For people who hate eyeglasses or play sports, contact lenses are godsend. They don’t fog up or distort your peripheral vision. And today, there is a lens for almost everyone – even people who need bifocals.
But contact lenses can cause eye damage if you’re not careful. The riskiest are extended-wear lenses. These require little maintenance because they can be worn for seven days straight – day and night. Many doctors advise against them, however, because the less often lenses are cleaned, the greater the risk of irritation and infection. Moreover, wearing contact lenses while sleeping is a potential hazard because the eyes are deprived of oxygen. In fact, those who use extended-wear lenses are up to 10 times more likely to develop corneal ulcers than other contact lens wearers.

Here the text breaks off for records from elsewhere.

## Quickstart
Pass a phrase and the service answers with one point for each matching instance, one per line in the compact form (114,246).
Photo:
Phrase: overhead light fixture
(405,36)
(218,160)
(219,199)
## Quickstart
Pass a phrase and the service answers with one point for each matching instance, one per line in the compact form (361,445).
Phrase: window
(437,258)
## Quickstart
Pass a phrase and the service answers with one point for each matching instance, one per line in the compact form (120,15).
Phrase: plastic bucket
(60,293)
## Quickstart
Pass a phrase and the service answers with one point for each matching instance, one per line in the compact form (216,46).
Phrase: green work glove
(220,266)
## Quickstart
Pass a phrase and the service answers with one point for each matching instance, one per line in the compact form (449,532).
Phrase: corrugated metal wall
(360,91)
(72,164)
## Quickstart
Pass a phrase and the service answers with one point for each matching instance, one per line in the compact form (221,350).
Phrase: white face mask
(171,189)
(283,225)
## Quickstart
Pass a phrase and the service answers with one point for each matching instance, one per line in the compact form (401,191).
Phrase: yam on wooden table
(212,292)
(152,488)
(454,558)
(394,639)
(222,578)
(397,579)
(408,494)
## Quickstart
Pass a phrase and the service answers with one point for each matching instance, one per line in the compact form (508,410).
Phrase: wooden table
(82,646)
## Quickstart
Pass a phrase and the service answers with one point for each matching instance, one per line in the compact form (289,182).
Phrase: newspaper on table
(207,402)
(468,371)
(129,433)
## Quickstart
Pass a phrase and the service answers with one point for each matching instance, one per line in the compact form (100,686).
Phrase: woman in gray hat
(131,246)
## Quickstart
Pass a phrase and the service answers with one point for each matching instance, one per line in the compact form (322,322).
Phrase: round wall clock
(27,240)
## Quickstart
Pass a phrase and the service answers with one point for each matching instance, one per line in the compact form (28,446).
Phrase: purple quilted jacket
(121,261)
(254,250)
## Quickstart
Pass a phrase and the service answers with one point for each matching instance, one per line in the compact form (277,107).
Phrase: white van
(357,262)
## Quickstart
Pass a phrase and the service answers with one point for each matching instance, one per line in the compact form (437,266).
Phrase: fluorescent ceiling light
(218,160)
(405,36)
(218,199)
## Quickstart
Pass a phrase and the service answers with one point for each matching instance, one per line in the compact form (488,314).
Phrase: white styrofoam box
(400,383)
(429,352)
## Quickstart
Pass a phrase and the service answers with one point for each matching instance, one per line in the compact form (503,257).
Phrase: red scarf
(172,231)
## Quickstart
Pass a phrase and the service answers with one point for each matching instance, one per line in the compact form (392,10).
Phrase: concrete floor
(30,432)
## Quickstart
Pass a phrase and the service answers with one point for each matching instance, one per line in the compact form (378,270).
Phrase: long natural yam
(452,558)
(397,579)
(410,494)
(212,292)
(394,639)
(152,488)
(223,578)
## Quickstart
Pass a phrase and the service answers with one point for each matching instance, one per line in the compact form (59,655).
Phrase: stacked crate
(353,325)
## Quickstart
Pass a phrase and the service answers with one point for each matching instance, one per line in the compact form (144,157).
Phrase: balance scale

Here are some tips when buying contact lenses:
1) Daily-wear lenses, which are removed and cleaned at night, are much safer than extended-wear lenses.
2) People who don’t want the bother of cleaning their lenses can buy daily-wear disposable lenses, which are used once and thrown away. Unlike other lenses, disposables never have the chance to accumulate irritating protein deposits. But they don’t come cheap.
3) Another type – rigid gas-permeable (RGP) lenses – last longer, offer crisper vision, and correct more vision problems (including severe astigmatism) than soft lenses and may even slow the progression of near-sightedness. But they require a longer break-in period.
4) A proper fit is crucial when buying contacts. Make sure you see an experienced eye-care specialist who allows unlimited follow-up visits because you may need to try several brands before finding one that is comfortable.
5) Avoid discount stores; they tend to sell poor-quality lenses and seldom offer comprehensive follow-up care.
6) Inquire about contacts with ultraviolet (UV) protection. They absorb and neutralize UV rays, which can contribute to the formation of cataracts.
The key to wearing lenses safely is keeping them clean. Follow these precautions:
– Wash your hands before touching lenses.
– Keep the case clean and replace it often.
– Use only the prescribed cleaning solutions.
– Never clean contacts with distilled water, homemade saline solution, tap water, or saliva. Organisms in these media can cause serious infection or even blindness.
– Don’t overwear your lenses. Wearing the lenses too long deprives the cornea of oxygen and may impair your vision.
– Unless you have extended-wear lenses, never wear your contacts while sleeping.
If you experience pain, redness, blurry vision, sticky secretions, or light sensitivity, stop wearing the lenses and see your eye-care specialist immediately. Your eyesight may be damaged permanently if you delay.